ETA: The thing that makes it obvious it’s a mockingbird is the white on the wings.
tones
Here is Southern California the mockingbirds all learn the 10 tone car alarm song and repeat it all night -they are awful, but really good at it.
EthylEster
front pager wrote:
So you grew up in Fla?
I did and saw many a cat under cars avoiding the mockers. They are relentless.
steverinoCT
My mother named the cardinals “John” and “Marsha”, after the Stan Freberg routine. They seem to have followed me here to Connecticut, and to the umpteenth generation; they’re still John and Marsha.
The neighbor’s cat took out a young mockingbird, and the parents (nesting in one of my trees) never let him forget it.
J R in WV
This past winter we saw a Mountain Bluebird in SE Arizona. We had a guide book with us, saw the bird, which is amazingly rich blue, bluer than Eastern Bluebird by far, looked it up to be sure.
We are getting a whole slew of new birds by spending time out west. The house is on a bench cut into a foothill at 5500 feet. Ravens frequently cruise motionless in the wind just a few feet from the edge of the bench.
This drove the two dogs we took with us berserk – they would run along the edge of the bench barking at the birds, who would ignore the dogs, mostly. If a dog had jumped after the bird, they would have fallen 30-40 feet and landed in desert scrub, cactus, pinon, rocks and scrub brush. But the birds were just 8 or 10 feet away, floating on the constant high desert wind.
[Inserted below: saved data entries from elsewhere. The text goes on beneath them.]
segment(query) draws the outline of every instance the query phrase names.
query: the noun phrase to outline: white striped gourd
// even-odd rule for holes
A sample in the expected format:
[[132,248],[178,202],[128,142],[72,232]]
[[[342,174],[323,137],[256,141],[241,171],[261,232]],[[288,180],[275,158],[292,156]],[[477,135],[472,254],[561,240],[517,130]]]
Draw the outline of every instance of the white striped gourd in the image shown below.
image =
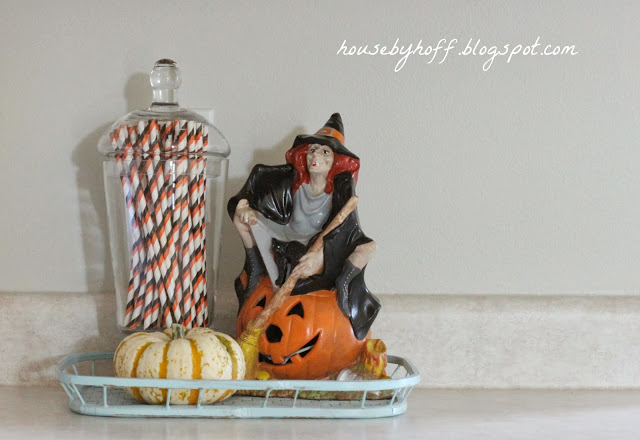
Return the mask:
[[[242,380],[245,362],[233,338],[208,328],[185,330],[179,324],[164,332],[134,333],[118,346],[113,357],[117,377],[155,379]],[[140,402],[164,404],[166,388],[127,388]],[[202,404],[220,402],[235,390],[203,390]],[[171,404],[195,405],[198,390],[173,389]]]

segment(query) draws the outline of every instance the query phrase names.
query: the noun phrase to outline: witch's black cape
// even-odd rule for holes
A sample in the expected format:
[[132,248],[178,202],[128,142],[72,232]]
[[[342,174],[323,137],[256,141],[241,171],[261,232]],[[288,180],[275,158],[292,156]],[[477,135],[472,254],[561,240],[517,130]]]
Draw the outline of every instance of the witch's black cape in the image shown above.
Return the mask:
[[[247,199],[252,209],[269,220],[287,224],[293,210],[293,178],[292,165],[256,165],[240,192],[229,200],[227,204],[229,215],[233,219],[238,202]],[[355,183],[348,171],[335,176],[333,184],[331,213],[323,229],[355,194]],[[318,235],[309,240],[307,249]],[[362,232],[357,211],[354,210],[340,226],[324,237],[323,273],[298,280],[291,294],[304,295],[316,290],[334,289],[336,278],[342,273],[347,258],[357,246],[370,241],[371,239]],[[266,273],[263,264],[256,266],[249,264],[248,261],[245,261],[244,270],[248,276],[247,287],[243,288],[239,278],[235,283],[240,305],[257,285],[258,276]],[[358,339],[366,336],[380,310],[379,301],[367,289],[364,282],[364,272],[363,268],[349,285],[349,320]]]

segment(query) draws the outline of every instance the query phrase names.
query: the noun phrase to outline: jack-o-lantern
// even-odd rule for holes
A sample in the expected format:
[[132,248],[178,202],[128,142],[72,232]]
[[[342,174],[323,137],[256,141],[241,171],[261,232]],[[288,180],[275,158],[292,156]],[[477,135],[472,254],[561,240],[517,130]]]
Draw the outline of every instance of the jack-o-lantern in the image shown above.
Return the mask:
[[[262,279],[240,309],[238,334],[273,295],[269,280]],[[335,291],[291,296],[260,335],[258,369],[273,379],[321,379],[358,362],[367,339],[356,338]]]
[[240,308],[238,321],[236,323],[236,336],[240,336],[247,324],[257,318],[260,312],[262,312],[265,306],[271,301],[274,294],[271,280],[267,277],[260,278],[258,285]]

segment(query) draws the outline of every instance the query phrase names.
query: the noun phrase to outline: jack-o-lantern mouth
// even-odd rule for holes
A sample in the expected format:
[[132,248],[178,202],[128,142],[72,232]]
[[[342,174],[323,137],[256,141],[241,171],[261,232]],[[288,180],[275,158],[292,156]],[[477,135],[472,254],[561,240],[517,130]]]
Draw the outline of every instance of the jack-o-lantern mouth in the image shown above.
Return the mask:
[[293,353],[291,353],[288,356],[285,356],[284,362],[282,362],[281,364],[277,364],[277,363],[273,362],[273,360],[271,359],[271,356],[268,355],[268,354],[264,354],[264,353],[260,353],[259,362],[264,362],[265,364],[270,364],[270,365],[287,365],[287,364],[290,364],[291,363],[291,358],[294,357],[295,355],[300,355],[301,358],[303,358],[306,355],[308,355],[309,352],[311,352],[311,349],[316,345],[316,342],[318,342],[318,338],[319,337],[320,337],[320,333],[318,333],[309,342],[304,344],[304,346],[301,349],[294,351]]

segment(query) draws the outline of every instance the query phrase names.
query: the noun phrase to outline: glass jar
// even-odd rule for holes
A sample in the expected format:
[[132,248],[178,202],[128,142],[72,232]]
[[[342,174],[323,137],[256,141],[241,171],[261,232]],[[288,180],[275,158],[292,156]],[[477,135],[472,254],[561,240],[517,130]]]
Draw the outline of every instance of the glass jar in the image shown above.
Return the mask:
[[158,61],[153,103],[115,122],[99,141],[118,327],[212,324],[229,144],[181,108],[180,70]]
Lots of hawks, and a large owl we saw when coming in past a stock tank (muddy pond) in late evening. He would drop out of his tree and fly in front of us…
StringOnAStick
We helped my FIL and BIL move to a new, rural home in central MI last week. There is a lake close by, and every time we drove past it we saw Sandhill Cranes, and a flock of wild turkeys a couple of times. The Sandhills were raiding a bird feeder in the front yard of a house; one jumped up and whacked it to knock more seed out. I’d never seen a Sandhill crane in person before, what a large bird!